In [22]:
import pandas as pd
import matplotlib.pyplot as plt
import seaborn as sns
import numpy as np
import re
import warnings
warnings.filterwarnings('ignore')
pd.set_option('display.max_rows', 500)
pd.set_option('display.max_columns', 500)

In [23]:
artists = pd.read_csv('../data/artist_cleaned.csv')
songs = pd.read_csv('../data/songs_cleaned.csv')

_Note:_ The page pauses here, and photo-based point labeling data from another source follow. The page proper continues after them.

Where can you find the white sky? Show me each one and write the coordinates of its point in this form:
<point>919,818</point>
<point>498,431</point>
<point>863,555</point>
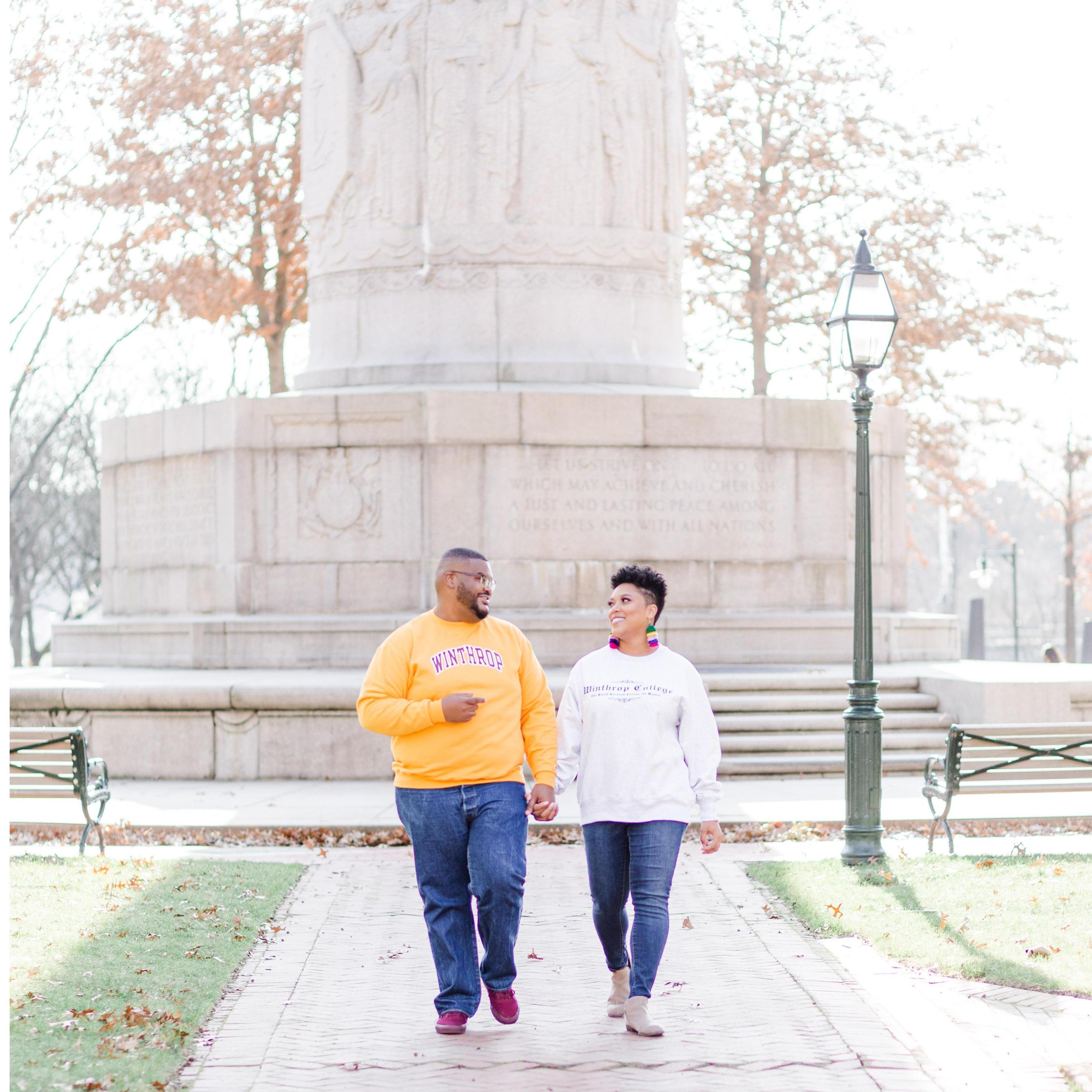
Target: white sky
<point>1021,71</point>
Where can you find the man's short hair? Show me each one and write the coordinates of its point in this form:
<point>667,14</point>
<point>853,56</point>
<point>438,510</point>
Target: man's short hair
<point>457,553</point>
<point>650,583</point>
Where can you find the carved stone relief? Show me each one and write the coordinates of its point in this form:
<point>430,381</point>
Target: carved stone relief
<point>526,146</point>
<point>340,494</point>
<point>474,113</point>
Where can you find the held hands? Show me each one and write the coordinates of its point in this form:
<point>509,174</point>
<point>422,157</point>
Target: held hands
<point>541,803</point>
<point>710,836</point>
<point>460,708</point>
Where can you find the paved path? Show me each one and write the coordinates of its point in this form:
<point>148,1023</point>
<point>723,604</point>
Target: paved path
<point>342,1001</point>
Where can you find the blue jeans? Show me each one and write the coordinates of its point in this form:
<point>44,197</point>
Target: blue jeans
<point>470,840</point>
<point>637,860</point>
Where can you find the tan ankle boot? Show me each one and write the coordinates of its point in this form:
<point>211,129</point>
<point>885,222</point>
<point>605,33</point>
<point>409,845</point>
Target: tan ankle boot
<point>638,1019</point>
<point>620,991</point>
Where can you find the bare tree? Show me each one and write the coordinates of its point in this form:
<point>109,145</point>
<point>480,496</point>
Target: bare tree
<point>54,396</point>
<point>791,158</point>
<point>198,177</point>
<point>55,524</point>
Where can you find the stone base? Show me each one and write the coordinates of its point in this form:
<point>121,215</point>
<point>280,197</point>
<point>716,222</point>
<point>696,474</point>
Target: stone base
<point>559,638</point>
<point>444,375</point>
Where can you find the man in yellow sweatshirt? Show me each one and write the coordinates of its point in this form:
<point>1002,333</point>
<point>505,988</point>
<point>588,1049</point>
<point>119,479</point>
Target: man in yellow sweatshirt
<point>464,699</point>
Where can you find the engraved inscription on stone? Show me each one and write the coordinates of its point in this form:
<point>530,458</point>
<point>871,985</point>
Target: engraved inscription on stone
<point>619,503</point>
<point>340,493</point>
<point>166,513</point>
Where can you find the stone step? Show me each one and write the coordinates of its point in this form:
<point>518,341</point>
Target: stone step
<point>824,722</point>
<point>812,702</point>
<point>759,743</point>
<point>792,764</point>
<point>734,683</point>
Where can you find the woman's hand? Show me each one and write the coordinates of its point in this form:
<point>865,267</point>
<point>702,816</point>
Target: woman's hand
<point>541,803</point>
<point>710,836</point>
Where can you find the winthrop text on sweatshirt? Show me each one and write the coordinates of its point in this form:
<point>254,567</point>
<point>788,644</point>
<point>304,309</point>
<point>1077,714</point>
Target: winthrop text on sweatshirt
<point>423,662</point>
<point>638,736</point>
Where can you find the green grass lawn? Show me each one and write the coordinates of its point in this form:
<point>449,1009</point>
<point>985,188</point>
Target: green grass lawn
<point>117,964</point>
<point>971,918</point>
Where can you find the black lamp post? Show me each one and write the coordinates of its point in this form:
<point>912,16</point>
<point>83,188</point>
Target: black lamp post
<point>983,576</point>
<point>862,325</point>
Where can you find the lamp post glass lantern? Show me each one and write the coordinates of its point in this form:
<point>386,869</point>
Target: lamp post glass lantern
<point>862,325</point>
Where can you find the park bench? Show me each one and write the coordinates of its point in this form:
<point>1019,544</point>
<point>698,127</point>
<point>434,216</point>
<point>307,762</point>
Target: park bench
<point>1007,758</point>
<point>52,763</point>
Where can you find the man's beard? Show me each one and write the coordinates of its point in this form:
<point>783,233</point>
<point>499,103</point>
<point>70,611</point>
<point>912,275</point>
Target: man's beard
<point>470,600</point>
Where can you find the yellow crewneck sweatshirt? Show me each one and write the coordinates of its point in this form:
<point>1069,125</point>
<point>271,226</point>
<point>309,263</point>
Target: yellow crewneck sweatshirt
<point>423,662</point>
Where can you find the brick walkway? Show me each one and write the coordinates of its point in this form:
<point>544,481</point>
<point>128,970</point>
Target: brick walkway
<point>343,999</point>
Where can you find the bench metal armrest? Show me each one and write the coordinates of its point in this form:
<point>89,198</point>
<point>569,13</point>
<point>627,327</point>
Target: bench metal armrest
<point>940,789</point>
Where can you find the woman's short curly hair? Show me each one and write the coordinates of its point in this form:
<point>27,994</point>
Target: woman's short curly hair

# Dropping Songs Not in English

In [24]:
songs = songs[songs['artist'] != 'Bad Bunny']
songs = songs[songs['artist'] != 'BTS']

# Merging Songs and Artists to get artist information

In [25]:
songs = songs.merge(artists, how = 'left', on = 'artist', suffixes = ('song','artist'))

# First Round Cleaning

In [26]:
def clean_text(row):
    cleaned = row['lyrics'].lower()
    
    clean_dict = {"'":'',
                  ", ":" ",
                  'ain t':'aint',
                  '\u2005':'',
                  'won t':'wont',
                  'could ve':'couldve',
                  'shoul ve':'shouldve',
                  'would ve':'wouldve',
                  'i ve':'ive',
                  '-':'_',
                  'ain ':'aint ',
                  'in ':'ing ',
                  ' ing ':'ing '}
    
    for key in clean_dict:
        cleaned = cleaned.replace(key, clean_dict[key])
 
    rep_words = ['hol ','ooh ','oh ','love ','know ','yeah ','baby, ', 'gone, ', 'down, ',
                 'woah ','hey ','fight ','tryin ','skrt ', 'ma ', 'ooh yeah, ','hey, ',
                 'wild ','uh ','hillbilly ','baby ','wiggle ','fight ','want ']
    
    for rep in rep_words:
        for i in range (25):
            temp_text = rep * 3
            cleaned = cleaned.replace(temp_text,'')
            temp_text = rep * 2
            cleaned = cleaned.replace(temp_text,'')
       
    return cleaned

songs['cleaned_lyrics'] = songs.apply(clean_text, axis = 1)

In [27]:
#saving to csv
songs.to_csv('../data/songs_after_round_2_cleaning.csv', index=False)

# Building Stop Words

In [28]:
# adding artist names to stopwords
artist_names = []
for a in list(artists['artist']):
    artist_names.append(a.lower())

In [29]:
from sklearn.feature_extraction import text 
my_stop_words = ['intro','outro','chorus','verse','don','s']
stop_words = text.ENGLISH_STOP_WORDS.union(my_stop_words)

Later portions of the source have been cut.